Мой отец повернул рычажок кондиционера вправо, затем влево. Он всегда так делал и всегда впустую – выключатель не срабатывал.
– Ни для чего, – сказал он. – Это символ.
– Символ?
– Люси сама расскажет тебе.
– Но ты-то знаешь? – Теперь я почти орал на него.
– Я знаю только то, что мне рассказала Люси. Эта летучая мышь символизирует кожу на кончике языка. Это Говорящий Бог. Или что-то с ним связанное. Он проникает туда, куда никто другой проникнуть не может. Или помогает другому туда проникнуть. Я так думаю. Извини, больше ничего не знаю.
Мягко, положив мне руку на плечо, он вытолкнул меня из машины, прежде чем мне настала пора удивиться, за что же он извинялся. Но он удивил меня, крикнув мне вслед.
– Обещаю тебе, Сет. Это – последний раз, когда тебе приходится сюда приходить. Закрой дверь.
Ошеломленный, запутавшийся и напуганный, я хлопнул дверцей и потом смотрел, как машина отца растворяется в первых вечерних тенях. Скоро я почувствовал перемену в воздухе: ночная прохлада сочилась сквозь сухой, как марля, день, точно кровь через повязку.
Мой дед и Люси ожидали в патио. Ее рука лежала у него на плече, а длинные волосы были собраны на затылке, и без этого темного обрамления ее лицо казалось гораздо старше. А его – теперь полностью открытое взгляду, выглядело похожим на резиновую маску, которую изнутри не поддерживали кости черепа.
Кресло моего деда медленно со скрипом проехало через патио на утрамбованный песок, направляемое руками Люси. Я ничего не мог сделать и только смотрел. Кресло остановилось, и мой дед внимательно взглянул на меня.
– Руах, – сказал он. В его голосе не улавливались интонации. Но в нем не было также и разрывов, никаких судорожных глотков там, где прежде дыхание прошлой ночью покидало его.
– Дай это мне.
То ли мне показалось, то ли это был просто порыв ветра, но пакет дернулся у меня в руке.
Это будет в последний раз, сказал отец. Я неуверенно шагнул вперед и выронил бумажный пакет на колени деда.
Двигаясь все еще не быстро, но быстрее, чем мне доводилось видеть, мой дед с силой прижал пакет к своей груди. Его голова качнулась вперед, и мне пришла на ум сумасшедшая мысль, что он станет петь ему колыбельную, точно ребенку.

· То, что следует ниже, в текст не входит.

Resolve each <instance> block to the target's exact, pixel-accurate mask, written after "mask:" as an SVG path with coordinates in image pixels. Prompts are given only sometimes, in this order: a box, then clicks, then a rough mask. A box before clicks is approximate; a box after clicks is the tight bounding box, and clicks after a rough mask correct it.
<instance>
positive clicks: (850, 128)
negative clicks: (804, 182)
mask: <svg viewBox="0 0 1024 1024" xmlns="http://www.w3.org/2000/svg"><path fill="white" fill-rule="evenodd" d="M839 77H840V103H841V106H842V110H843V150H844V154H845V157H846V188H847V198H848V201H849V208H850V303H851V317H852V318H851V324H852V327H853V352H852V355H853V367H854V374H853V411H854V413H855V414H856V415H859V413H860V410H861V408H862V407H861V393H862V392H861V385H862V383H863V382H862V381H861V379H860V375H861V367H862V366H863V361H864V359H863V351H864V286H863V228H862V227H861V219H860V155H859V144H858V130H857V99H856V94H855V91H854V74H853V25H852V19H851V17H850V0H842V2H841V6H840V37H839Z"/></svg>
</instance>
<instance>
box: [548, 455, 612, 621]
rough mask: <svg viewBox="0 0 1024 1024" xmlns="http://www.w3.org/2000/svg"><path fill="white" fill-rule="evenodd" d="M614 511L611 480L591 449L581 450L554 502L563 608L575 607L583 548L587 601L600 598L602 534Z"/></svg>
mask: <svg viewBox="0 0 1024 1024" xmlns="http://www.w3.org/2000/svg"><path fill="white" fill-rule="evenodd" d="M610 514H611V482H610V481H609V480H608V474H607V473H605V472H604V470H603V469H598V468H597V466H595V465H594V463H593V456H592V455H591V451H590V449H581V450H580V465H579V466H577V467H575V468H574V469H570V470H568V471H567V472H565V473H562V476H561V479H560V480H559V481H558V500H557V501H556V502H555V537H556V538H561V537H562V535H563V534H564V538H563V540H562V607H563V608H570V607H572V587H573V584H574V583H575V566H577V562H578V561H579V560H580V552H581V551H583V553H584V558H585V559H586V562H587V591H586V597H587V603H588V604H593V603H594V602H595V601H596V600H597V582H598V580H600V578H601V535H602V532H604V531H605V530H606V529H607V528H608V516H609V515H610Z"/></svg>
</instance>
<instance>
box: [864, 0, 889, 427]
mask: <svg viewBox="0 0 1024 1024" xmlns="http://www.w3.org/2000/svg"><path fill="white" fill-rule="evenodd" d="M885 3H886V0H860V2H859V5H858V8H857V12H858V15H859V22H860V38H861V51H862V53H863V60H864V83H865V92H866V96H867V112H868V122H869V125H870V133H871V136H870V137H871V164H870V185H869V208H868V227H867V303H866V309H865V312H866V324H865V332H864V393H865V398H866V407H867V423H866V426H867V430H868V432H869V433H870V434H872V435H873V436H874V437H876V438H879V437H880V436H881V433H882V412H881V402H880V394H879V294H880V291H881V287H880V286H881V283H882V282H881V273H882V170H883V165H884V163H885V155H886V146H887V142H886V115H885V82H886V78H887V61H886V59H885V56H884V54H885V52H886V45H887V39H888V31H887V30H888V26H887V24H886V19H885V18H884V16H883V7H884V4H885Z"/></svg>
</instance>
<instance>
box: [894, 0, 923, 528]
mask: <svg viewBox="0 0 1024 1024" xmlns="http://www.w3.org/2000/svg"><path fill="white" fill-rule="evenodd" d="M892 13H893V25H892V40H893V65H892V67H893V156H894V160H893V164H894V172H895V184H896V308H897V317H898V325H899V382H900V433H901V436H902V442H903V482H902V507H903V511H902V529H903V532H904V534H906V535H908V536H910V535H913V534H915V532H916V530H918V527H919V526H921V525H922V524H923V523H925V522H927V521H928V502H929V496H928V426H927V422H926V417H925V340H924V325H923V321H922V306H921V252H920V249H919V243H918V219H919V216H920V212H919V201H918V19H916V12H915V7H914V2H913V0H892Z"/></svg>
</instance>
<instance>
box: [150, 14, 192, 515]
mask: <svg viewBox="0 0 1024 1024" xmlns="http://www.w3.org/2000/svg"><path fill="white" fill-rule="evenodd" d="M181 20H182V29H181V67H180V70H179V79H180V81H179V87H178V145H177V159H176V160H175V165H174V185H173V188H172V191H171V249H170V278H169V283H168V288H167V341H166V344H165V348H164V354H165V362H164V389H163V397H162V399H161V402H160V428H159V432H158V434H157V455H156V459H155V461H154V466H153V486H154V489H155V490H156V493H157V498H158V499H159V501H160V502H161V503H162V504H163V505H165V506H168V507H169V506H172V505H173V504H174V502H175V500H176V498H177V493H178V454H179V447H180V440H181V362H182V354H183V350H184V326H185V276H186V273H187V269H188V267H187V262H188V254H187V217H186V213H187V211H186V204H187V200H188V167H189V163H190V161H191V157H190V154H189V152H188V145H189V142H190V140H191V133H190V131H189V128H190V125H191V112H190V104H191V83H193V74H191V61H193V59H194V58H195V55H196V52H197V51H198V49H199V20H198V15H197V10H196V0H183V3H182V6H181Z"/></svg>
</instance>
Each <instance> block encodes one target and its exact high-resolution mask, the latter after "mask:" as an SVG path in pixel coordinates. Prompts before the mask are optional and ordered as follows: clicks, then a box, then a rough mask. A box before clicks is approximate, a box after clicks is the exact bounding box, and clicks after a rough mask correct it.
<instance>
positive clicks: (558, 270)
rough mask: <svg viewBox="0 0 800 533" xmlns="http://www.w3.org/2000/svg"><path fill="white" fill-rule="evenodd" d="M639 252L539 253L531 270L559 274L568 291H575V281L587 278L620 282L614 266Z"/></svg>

Но он лишь закрыл глаза.
– Хорошо, хватит, я говорила тебе, что оно действует не так, – сказала Люси и взяла у него пакет, осторожно коснувшись его спины.
– Что он сейчас делал? – потребовал я у нее ответа. – Что сделала летучая мышь?
Люси снова медленно растянула губы в улыбку.
– Жди и смотри.
Потом она ушла, а мы с дедом остались одни во дворе. Тьма наплывала с далеких гор, словно волна густого тумана. Когда она достигла нас, я закрыл глаза и не чувствовал ничего, кроме мгновенно нахлынувшего холода. Я открыл глаза, и мой дед все еще смотрел на меня, подрагивая головой. Совсем как волк.
– Мы копали, – сказал он. – Сначала – мы все. Углубляли ямы. Такая черная грязь, такая липкая и мягкая, как будто копаешься руками… внутри какого-то животного. Все эти деревья склонялись над нами. Сосны. Громадные белые березы. Кора гладкая, как кожа младенца. Нацисты не давали… ничего пить. Ничего есть. Но они… не следили за нами. Я сидел рядом с цыганом, около которого я спал всю… Всю войну. На единственной прогнившей доске. Мы согревали друг друга. Смешивалась кровь… наших ран.
Болезни. Вши. Я… не знал его имени. Четыре года бок о бок друг с другом. Никогда не знал… Мы не понимали друг друга и не пытались понять. Он собирал…
Кашель сотряс все тело моего деда, и его глаза стали дикими, полезли из орбит, и я подумал, что он не может дышать, и едва не завопил, зовя Люси, но он собрался с силами и продолжил.
– Пуговицы, – сказал он, – Ты понимаешь? Он затачивал их о камни, обо все, что попадалось. Пока они не становились… острыми. Не для того, чтобы убивать. Не как оружие. – Снова кашель. – Как инструмент. Чтобы вырезать.
– Вырезать, – механически повторил я, точно во сне.
– Когда он голодал. Когда он… Просыпался от собственного крика. Когда ему приходилось видеть детей… Тела, болтавшиеся на виселицах… Пока первые вороны не слетались выклевывать им глаза. Когда шел снег и… Нам приходилось идти… Босыми… Или оставаться на улице всю ночь. Этот цыган вырезал.
Снова глаза моего деда вздулись в глазницах, как будто готовые взорваться. Снова раздался кашель, сотрясающий его так, что он едва не падал с кресла. И снова он заставил свое тело успокоиться.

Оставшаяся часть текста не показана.